Liquid fertilizer—also known as weed tea, but don’t drink it!—is easy to make and will give your garden a boost of nutrients, including nitrogen, phosphorus, potassium, magnesium, boron, copper, manganese, sulfur, iron and silicon. You can safely use weed tea on both flower beds and vegetable gardens, either by pouring it on the soil at the base of the plants, or by spraying it on the leaves.

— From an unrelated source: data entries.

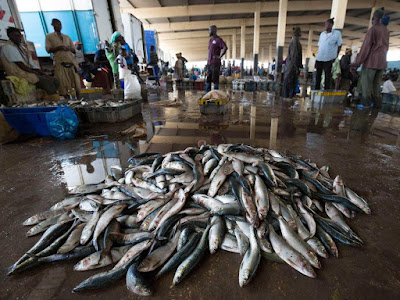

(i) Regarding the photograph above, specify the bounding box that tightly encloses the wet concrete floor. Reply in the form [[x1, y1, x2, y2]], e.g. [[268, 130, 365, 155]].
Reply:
[[0, 85, 400, 299]]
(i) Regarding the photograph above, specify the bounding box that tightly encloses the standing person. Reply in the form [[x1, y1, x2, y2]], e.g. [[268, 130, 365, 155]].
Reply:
[[115, 48, 130, 89], [206, 25, 228, 93], [340, 48, 353, 91], [315, 18, 342, 90], [0, 27, 60, 96], [105, 31, 122, 89], [307, 52, 317, 89], [175, 53, 184, 83], [179, 52, 188, 77], [282, 27, 302, 98], [121, 36, 133, 70], [74, 41, 96, 82], [46, 19, 81, 97], [148, 46, 160, 85], [354, 7, 389, 107]]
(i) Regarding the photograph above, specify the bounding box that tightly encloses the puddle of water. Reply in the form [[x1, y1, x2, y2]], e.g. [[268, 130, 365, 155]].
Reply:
[[56, 89, 400, 187]]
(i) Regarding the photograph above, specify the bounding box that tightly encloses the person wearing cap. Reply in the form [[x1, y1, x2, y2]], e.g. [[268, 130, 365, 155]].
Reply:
[[353, 7, 389, 107], [315, 18, 342, 90], [282, 27, 302, 98], [0, 27, 60, 96], [206, 25, 228, 93], [46, 19, 81, 97], [74, 41, 85, 65]]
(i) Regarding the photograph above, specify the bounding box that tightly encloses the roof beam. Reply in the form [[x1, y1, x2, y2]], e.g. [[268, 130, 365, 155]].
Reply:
[[121, 0, 375, 19], [158, 25, 311, 41], [146, 14, 330, 33], [158, 25, 400, 45]]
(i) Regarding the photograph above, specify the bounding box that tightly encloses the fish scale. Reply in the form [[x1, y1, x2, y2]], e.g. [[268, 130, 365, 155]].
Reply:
[[8, 144, 371, 296]]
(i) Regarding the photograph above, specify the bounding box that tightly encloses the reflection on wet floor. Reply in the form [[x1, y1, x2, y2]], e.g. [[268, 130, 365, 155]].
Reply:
[[57, 85, 400, 187]]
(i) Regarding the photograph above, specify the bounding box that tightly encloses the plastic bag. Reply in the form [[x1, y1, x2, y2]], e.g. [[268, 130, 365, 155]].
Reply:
[[46, 105, 79, 140], [124, 74, 142, 100]]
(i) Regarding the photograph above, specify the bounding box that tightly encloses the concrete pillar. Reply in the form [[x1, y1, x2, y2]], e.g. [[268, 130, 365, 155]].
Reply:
[[226, 36, 232, 59], [331, 0, 347, 30], [250, 105, 257, 140], [261, 47, 265, 64], [275, 0, 288, 82], [268, 44, 274, 64], [240, 21, 246, 78], [306, 27, 314, 58], [232, 29, 236, 60], [253, 0, 260, 73]]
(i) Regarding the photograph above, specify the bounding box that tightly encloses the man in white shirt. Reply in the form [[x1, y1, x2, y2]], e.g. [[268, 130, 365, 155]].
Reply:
[[0, 27, 60, 95], [74, 41, 85, 65], [74, 41, 97, 82], [315, 18, 342, 90], [382, 75, 396, 94]]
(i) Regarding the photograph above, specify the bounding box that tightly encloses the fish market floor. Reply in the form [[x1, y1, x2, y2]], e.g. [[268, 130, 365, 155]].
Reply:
[[0, 85, 400, 299]]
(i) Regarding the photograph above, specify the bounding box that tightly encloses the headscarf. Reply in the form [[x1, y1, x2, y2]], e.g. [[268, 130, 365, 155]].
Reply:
[[292, 26, 301, 36], [374, 7, 385, 19], [111, 31, 121, 44]]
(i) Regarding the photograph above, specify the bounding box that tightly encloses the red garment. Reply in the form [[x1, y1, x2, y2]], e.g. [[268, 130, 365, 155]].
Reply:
[[356, 23, 389, 70], [207, 36, 226, 65]]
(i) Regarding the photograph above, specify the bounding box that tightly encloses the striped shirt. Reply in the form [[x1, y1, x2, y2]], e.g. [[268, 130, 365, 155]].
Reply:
[[317, 29, 342, 61]]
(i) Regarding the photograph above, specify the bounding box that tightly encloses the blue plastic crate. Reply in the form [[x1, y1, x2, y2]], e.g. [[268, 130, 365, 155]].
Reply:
[[1, 106, 57, 136]]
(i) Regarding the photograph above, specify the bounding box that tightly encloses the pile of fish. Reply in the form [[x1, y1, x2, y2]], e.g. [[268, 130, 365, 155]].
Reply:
[[9, 144, 371, 296]]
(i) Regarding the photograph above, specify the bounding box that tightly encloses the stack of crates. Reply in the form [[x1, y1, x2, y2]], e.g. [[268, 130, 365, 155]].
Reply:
[[79, 87, 103, 101], [75, 100, 142, 123], [199, 98, 229, 115], [311, 90, 347, 103], [244, 80, 257, 92]]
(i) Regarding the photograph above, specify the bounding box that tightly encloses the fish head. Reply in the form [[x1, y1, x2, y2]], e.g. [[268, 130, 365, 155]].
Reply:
[[239, 269, 250, 287], [135, 286, 153, 296]]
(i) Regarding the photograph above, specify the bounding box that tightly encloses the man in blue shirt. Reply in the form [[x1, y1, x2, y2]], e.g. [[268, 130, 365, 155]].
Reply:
[[315, 18, 342, 90]]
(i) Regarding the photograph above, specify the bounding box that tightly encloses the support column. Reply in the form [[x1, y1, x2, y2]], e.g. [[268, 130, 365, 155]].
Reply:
[[275, 0, 288, 83], [226, 36, 232, 59], [253, 0, 260, 75], [268, 44, 273, 64], [240, 20, 246, 78], [232, 29, 236, 60], [331, 0, 348, 30], [261, 47, 265, 64], [250, 105, 257, 140]]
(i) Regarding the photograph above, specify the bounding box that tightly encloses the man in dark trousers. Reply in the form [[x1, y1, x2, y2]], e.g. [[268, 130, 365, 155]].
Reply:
[[340, 48, 353, 92], [315, 19, 342, 90], [282, 27, 302, 98], [148, 46, 160, 85], [354, 7, 389, 107], [206, 25, 228, 93]]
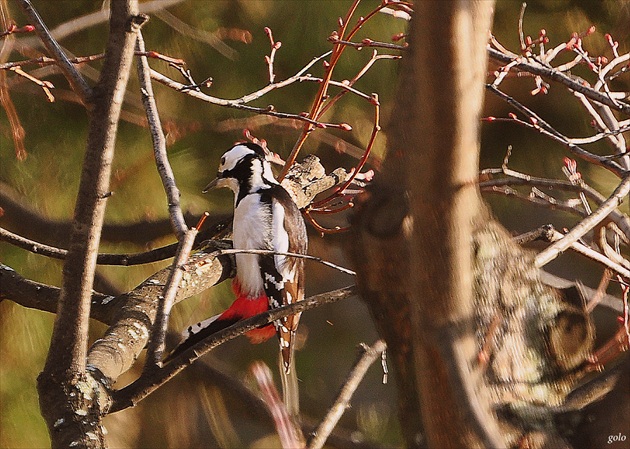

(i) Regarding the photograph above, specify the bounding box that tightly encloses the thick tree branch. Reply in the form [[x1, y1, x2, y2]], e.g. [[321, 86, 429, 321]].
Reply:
[[136, 32, 187, 237], [18, 0, 93, 103], [110, 286, 356, 413], [38, 0, 145, 447]]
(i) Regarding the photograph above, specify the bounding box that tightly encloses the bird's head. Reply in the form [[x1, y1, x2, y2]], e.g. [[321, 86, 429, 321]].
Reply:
[[203, 142, 278, 197]]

So-called weeds, especially those with very deep roots such as dandelions, have mined valuable minerals and other vital nutrients from the soil and store the nutrients in their roots and leaves. When you pull up these weeds and simply throw them out (not wanting to add them to a compost pile because the weed seeds are still viable), you toss out the minerals and nutrients as well. Turning the weeds into liquid fertilizer returns the nutrients to the soil. It is recycling at its best.

All weeds are candidates for liquid fertilizer, but we caution against using poison ivy, poison oak, or poison sumac.

Making Weed Tea

Turning weeds into liquid fertilizer is rather easy.

  1. Get a large bucket or other container with a lid.
     

  2. Put the pulled-up weeds (including both roots and leaves) in the bucket.
     

  3. Add water. Put about 8 cups of water in the bucket for every pound of weeds.
     

  4. Cover the bucket with a tight-fitting lid.
     

  5. Leave the bucket for 2 to 4 weeks.
     

  6. Stir it every week or so. But be forewarned — it isn’t going to smell very good—the fermentation process can be smelly, for sure. Try to think of it as having an earthy, agricultural aroma! And try not to get any of this concentrated concoction on your hands or clothes. It will stain.
     

  7. Strain it using cheesecloth (or even pantyhose!). The liquid is what you will want to use on your garden; the solid mass of fermented weeds may still contain some viable weed seeds, so you will want to discard it. After you have strained the liquid, it is done.
     

  8. Dilute it before using, at the rate of 1 part weed tea to 10 parts water. Then pour it on the soil at the base of your plants. To use it as a fertilizing foliar spray, dilute it until the color of the liquid is like a weak tea. You can also pour it on the base of your vegetable plants, but don’t spray it on the vegetables that are ready to be harvested.

Perhaps a better way to make it—a method that requires no straining—is to put the weeds in a permeable sack (tied at the neck), and put the sack in a large bucket of water (enough water to cover the sack of weeds). Let it sit for 2 to 4 weeks, adding water if necessary. You can also add additional sacks of weeds, making this method a recipe for ongoing weed tea production.

You can also add aged manure or herbs to the bucket, along with grass clippings and pruned-off plant parts. They all contain nutrients that can be recycled back into the soil through this process. It’s best to use the weed tea during the same season you produced it, the quicker the better.

People have been gardening for thousands of years, and did not always have manufactured fertilizers available for purchase. They used what they had available—including weeds— and made their own fertilizer. Making liquid fertilizer from weeds is a back-to-basics way of returning the nutrients in weeds to the soil. What could be easier?